Barra Honda National Park
The cavernous monstrosity of limestone at Barra Honda offers some exiting challenges for the adventurous types. At its deepest, Barra Honda plunges 787 feet (240 m) into the earth. One attraction in particular is the glistening stalagmites and stalactites that fill the Hall of Pearls.
Mushroom Hall is named for the shape of its flat formations which resemble the outlines of mushrooms. You can also let your mind run wild in the Hall of the Caverns, a place of spiraling and twisting formations, including one that resembles a lion&s head. Tap the rock formations to hear them chime or listen to the bats flutter throughout the interior. At this national park it is nearly impossible not to stand in awe of such an incredible geological wonder.

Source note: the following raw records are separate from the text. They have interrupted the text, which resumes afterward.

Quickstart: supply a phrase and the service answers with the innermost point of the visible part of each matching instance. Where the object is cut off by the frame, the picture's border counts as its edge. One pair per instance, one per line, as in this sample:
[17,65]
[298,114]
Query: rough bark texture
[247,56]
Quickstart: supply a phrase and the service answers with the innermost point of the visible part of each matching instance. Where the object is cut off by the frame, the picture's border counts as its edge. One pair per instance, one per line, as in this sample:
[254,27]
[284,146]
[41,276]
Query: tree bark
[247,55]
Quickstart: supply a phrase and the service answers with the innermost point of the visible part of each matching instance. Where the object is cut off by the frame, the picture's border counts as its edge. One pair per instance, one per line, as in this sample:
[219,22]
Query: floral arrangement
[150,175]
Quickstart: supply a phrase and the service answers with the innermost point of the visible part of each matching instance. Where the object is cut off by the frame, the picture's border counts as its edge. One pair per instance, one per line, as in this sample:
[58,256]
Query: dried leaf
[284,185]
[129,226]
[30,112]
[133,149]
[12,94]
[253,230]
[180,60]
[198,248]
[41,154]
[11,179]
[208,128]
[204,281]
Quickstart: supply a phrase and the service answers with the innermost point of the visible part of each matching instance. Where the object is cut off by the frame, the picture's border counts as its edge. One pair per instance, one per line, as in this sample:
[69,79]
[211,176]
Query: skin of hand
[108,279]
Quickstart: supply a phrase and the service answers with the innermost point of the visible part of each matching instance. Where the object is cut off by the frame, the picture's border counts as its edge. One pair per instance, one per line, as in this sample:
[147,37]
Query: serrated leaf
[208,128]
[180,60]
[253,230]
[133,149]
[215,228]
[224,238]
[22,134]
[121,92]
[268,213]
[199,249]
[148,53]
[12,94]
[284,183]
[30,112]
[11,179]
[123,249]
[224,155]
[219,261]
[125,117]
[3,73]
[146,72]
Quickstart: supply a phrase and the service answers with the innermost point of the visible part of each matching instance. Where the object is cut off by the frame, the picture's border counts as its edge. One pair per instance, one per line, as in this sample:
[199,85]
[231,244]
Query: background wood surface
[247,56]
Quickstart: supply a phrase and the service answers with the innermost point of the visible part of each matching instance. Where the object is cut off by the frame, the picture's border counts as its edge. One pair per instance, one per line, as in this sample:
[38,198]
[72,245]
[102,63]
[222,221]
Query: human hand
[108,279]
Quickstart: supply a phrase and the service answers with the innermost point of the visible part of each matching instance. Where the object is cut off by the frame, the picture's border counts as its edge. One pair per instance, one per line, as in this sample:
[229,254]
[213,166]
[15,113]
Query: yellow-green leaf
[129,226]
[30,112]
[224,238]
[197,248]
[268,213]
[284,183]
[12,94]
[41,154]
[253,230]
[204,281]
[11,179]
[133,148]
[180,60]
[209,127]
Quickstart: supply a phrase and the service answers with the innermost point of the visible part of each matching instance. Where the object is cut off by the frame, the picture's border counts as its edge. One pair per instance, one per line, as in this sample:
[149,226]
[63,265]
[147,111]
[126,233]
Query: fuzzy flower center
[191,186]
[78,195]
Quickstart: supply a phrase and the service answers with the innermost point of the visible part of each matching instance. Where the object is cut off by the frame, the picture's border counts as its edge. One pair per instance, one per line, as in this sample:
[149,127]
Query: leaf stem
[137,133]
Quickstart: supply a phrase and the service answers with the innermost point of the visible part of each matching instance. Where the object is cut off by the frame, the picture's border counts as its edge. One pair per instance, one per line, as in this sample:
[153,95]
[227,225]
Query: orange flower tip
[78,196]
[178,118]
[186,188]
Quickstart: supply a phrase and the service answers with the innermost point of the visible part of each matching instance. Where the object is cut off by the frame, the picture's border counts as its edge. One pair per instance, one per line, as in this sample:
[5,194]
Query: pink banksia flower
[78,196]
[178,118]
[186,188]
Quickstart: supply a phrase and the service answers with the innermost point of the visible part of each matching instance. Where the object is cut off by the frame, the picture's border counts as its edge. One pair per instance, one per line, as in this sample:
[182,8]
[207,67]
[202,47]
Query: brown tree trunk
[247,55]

Remarkably, the park is home to a number of rare species, found only at Barra Honda. Because of its unique subterranean environment, blind salamanders and endemic fish species have evolved as a result of the complete darkness far below ground.
The park is also superb for exploring above ground. Anybody can hike the numerous trails that are found on the 5,670 acre (2,295 ha) plot, a great way to encounter the rich animal life found throughout the scrubby landscape. Here you will find everything from monkeys to scarlet macaws as well as a host of other exotic species that inhabit the park.
If you do decide to explore some of the deeper caves that the park has to offer, it will require the proper mountaineering equipment. Groups are required to phone the National Parks office in advance for approval to descend into the caves.
The park's ranger station is accessible from the Tempisque ferry by driving north through the community of Santa Ana. The road is best traversed in a four-wheel drive vehicle, as the going can be rough. The eastern portion of the park can be accessed via the rural town of Quebrada Honda.